Ruchir is one of the developers for the NVDA project, which makes computers accessible to blind people. Ruchir has a day job where he manages online campaigns and brand for Tanishq. And by the way, did we mention that Ruchir is blind?
Never a disability
Ruchir prides himself in having had a completely normal childhood and upbringing. “I was never put into any kind of special school
and I think every blind person in the world should be allowed a normal lifestyle. How will someone ever be a part of the general society if you bring them up making them think they’re different and less capable?”Ruchir is a BCA and MBA from Alliance University. His experience on getting employed is an interesting one –
“I really wanted to work for Oracle. The kind of work that they’ve done in the space of making computers accessible to blind people was amazing and I wanted to contribute to it. But at the interview, the hiring team from Oracle asked me, ‘how would you work?’ That really shocked me. When people from the pioneers of accessibility solutions itself don’t know how people like me could work, it just goes to show how little this world knows about accessibility solutions.”
Ruchir spends a fair amount of time counselling parents of disabled children, encouraging them to let their children be more independent but exposing them to the real world. “If I can lead an independent life, anyone can.”

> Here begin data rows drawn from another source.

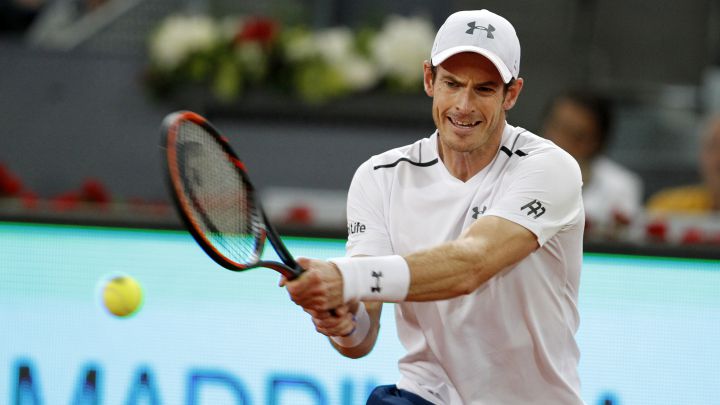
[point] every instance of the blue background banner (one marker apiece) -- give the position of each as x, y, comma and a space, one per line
205, 335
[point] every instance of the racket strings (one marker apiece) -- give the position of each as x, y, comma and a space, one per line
219, 197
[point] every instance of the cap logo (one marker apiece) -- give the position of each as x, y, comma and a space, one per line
473, 26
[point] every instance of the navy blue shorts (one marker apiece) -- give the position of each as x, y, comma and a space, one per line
391, 395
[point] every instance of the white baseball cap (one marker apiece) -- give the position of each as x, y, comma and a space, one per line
482, 32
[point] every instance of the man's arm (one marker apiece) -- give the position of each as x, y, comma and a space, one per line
333, 326
459, 267
374, 309
488, 246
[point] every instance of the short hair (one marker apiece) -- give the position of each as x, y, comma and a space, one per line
599, 106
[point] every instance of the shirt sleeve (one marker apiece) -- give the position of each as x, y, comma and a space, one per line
544, 194
367, 229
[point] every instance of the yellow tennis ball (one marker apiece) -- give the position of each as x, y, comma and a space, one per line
122, 296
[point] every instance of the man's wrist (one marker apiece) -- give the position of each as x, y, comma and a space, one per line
359, 332
380, 278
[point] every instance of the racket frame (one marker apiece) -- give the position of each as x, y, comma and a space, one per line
170, 126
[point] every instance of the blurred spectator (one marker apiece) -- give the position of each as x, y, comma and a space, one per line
698, 198
581, 122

NVDA and a philosophy of equality
NVDA is a free and open source project which is aimed at making computers more accessible to blind people. An alternative to expensive OCR software, the philosophy behind NVDA is two-fold. One is to make normal computers accessible to blind people and the other is to make accessibility and the second reason is to make accessibility technology available for free.
Ruchir shares, “there are already so many barriers keeping blind people from entering main stream employment and putting a price to accessibility is just one more barrier. Braille keyboards and costly accessibility solutions are things that will get in the way of a company hiring a visually challenged person. There shouldn’t be any such barrier at all.”
Some of the main sponsors for the NVDA project offered to buy the technology for a large sum of money. The team refused to sell out. Ruchir explains why –
“NVDA was built with the vision that a blind person shouldn’t have to pay extra for something that will allow them to be more normal. Had we sold out, the buyers could have sold the software, which would have completely beaten the purpose of making NVDA.”
With the newly developed support for Hindi, Ruchir hopes that more people can use the technology.
Less sympathy, more empathy
Ruchir shares that he hates being seen through sympathetic eyes. “As a kid a lot of people used to question as to how I would pass my exams. Taking my marksheet with 90% on it thrilled me every single time. I love proving people wrong through hard work” And hard work has exactly been what has pulled Ruchir through his life and has made his disability almost non-existent. Some of his friends say, “Being blind, he sees a lot more than people who can”.
His request to people is a simple one and something that will make the world a much better place – “Be a less sympathetic and more empathetic.”